Machine Learning Models in Insurance: Understanding Applicability and Usage

The terms “artificial intelligence” and “machine learning” are used with growing frequency within the insurance field. While the language is gaining ground in popular understanding, the concepts themselves are often oversimplified, conflated,  misused, or misunderstood. Without a clear grasp of the applicability and usage of models in machine learning, business development and sales staff may be at a disadvantage as they try to position products.

As you expand your offerings, a clear understanding of what machine learning (ML) is (and isn’t) will help managers embrace how ML can achieve business goals. Where and how does your product really use machine learning? Being able to pinpoint and accurately describe these answers will provide an advantage over competing products, improving your overall value proposition.

What is Machine Learning?

Too frequently in discussions about topics related to artificial intelligence (AI), terminology gets muddled. To highlight the role of machine learning within AI and focus on its applicability in insurance, let’s take a quick look at important terms and how they relate to each other:

  • Artificial intelligence (AI): Tricky to define, AI generally means an automated system that can perform work that would otherwise require human involvement. Applying rules that are to some extent generalizable to unseen examples is usually considered AI. AI work includes the three steps of problem representation (translating a business problem into computer-based representation), goal definition (usually in the form of a mathematical equation to calculate error/utility), and target optimization (to arrive at a solution, usually via a series of iterative computations).
  • Machine learning (ML): A field within AI, ML is the field of study that aims to allow computers to learn and improve at a task from data, without being explicitly programmed.
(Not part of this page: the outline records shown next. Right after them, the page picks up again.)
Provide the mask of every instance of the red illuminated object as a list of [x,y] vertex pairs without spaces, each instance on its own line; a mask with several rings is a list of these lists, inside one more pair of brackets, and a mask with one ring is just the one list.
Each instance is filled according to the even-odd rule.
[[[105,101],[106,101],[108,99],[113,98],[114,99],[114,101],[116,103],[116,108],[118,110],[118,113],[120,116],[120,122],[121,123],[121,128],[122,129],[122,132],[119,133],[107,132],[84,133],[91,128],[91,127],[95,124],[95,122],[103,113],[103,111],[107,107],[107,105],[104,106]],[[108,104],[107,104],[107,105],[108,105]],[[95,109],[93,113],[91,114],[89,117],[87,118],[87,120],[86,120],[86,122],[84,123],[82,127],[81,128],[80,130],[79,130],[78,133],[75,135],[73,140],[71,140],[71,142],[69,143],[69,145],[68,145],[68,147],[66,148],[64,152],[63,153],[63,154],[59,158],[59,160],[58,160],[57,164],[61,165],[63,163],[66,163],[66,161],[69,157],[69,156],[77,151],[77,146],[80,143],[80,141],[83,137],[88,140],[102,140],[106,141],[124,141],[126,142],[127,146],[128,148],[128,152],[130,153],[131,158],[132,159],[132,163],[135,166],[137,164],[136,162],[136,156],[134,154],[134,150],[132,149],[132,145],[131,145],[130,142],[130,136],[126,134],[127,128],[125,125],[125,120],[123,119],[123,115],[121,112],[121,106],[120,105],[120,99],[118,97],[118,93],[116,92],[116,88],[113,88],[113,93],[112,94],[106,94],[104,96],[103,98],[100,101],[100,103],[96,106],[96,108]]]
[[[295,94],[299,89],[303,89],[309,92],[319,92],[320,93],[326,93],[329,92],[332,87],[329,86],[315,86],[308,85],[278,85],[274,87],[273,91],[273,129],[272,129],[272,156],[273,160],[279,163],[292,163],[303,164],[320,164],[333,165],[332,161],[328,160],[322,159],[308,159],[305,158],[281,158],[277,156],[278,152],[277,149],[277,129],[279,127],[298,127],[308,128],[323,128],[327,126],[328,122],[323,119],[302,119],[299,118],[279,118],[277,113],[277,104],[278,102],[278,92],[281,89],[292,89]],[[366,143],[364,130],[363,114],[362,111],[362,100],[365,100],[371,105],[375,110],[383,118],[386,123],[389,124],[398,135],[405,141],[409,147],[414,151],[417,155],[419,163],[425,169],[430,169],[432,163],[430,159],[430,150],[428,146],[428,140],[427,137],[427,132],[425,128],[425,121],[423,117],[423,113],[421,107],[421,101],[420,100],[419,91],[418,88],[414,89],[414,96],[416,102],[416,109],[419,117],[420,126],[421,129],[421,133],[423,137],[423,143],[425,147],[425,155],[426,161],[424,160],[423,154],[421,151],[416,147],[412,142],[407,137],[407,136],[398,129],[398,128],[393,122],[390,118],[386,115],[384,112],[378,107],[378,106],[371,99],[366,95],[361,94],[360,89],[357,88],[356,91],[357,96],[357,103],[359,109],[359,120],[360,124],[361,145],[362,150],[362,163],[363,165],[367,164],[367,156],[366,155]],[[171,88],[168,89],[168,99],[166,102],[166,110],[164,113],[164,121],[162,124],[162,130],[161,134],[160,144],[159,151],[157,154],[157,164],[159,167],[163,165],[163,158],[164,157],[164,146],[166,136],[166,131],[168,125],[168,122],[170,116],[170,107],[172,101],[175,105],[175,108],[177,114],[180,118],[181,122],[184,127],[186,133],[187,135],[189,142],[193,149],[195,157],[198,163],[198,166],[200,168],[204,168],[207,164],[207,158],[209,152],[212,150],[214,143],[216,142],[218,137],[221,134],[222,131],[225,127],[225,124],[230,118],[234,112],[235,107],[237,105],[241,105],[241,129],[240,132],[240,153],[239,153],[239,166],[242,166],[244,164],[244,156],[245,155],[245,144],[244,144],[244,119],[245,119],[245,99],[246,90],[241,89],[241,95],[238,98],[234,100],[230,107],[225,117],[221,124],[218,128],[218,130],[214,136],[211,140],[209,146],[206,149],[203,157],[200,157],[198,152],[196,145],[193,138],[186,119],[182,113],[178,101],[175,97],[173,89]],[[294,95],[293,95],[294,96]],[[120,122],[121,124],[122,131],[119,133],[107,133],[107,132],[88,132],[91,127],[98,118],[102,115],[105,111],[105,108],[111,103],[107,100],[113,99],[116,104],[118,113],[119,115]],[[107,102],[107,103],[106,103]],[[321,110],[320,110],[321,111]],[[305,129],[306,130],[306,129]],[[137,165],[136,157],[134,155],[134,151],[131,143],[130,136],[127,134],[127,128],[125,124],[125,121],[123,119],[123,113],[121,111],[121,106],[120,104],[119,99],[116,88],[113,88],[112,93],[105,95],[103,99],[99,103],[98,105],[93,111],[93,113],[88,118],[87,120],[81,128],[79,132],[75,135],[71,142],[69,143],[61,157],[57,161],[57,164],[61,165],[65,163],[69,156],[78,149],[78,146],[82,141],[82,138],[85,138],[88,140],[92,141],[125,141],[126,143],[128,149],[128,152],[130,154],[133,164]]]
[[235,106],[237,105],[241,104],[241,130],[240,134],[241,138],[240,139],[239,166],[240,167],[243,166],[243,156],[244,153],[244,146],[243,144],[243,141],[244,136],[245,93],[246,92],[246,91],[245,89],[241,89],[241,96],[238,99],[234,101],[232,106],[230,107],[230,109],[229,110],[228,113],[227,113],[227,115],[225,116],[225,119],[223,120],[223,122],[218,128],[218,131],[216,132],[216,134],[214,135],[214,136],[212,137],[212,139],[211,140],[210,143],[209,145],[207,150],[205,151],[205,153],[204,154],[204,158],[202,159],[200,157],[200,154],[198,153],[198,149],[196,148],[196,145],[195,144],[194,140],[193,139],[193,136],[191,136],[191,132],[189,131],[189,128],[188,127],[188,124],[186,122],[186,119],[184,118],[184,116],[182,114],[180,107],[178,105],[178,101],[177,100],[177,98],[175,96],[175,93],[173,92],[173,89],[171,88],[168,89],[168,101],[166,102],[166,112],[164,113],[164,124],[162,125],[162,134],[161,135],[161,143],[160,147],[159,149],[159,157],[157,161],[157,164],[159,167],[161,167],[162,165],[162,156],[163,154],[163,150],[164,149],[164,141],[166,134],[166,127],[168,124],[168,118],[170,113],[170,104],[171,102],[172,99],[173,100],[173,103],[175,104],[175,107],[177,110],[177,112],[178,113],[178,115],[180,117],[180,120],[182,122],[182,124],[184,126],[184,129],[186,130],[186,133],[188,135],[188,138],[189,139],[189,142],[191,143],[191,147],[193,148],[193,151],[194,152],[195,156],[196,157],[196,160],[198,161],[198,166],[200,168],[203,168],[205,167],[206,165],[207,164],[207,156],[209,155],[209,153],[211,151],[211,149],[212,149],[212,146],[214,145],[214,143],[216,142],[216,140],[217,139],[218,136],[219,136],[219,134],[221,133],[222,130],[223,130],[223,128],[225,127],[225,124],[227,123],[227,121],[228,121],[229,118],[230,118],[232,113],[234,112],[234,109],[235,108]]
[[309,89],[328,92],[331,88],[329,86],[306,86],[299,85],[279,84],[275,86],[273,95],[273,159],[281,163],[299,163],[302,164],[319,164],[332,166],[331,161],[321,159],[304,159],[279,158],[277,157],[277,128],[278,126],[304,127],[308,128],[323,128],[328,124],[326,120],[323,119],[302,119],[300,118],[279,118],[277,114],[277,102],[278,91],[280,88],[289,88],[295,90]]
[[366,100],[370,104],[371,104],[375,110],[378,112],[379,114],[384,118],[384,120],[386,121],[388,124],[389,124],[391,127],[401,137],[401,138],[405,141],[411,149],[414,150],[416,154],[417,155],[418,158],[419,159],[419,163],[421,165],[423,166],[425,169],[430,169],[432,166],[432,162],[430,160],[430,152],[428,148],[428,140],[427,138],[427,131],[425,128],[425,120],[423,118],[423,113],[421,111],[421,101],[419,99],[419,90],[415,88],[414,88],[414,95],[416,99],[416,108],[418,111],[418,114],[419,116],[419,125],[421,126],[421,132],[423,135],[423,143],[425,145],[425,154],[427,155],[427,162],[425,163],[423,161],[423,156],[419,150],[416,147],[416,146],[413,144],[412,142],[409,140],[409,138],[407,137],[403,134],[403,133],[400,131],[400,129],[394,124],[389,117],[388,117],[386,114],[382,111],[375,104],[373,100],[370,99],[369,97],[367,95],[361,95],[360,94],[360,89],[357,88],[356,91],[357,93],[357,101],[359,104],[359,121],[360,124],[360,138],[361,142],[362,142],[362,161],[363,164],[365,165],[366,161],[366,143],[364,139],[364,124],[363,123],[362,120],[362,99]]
ML models learn with experience; the rise of bigger data sets (big data) is propelling the rise of ML. It can be divided into supervised (using labeled data samples), unsupervised (finding hidden patterns in data), semi supervised (hybrid approach that allows training of ML models), and reinforcement (enabling the computer to create a decisioning model to decide best action) learning.
  • Neural networks: A class of machine learning models based on neural units where information is received, processed, and transmitted as an output.
  • Deep learning: Machine learning that uses neural networks that have many layers of neural units.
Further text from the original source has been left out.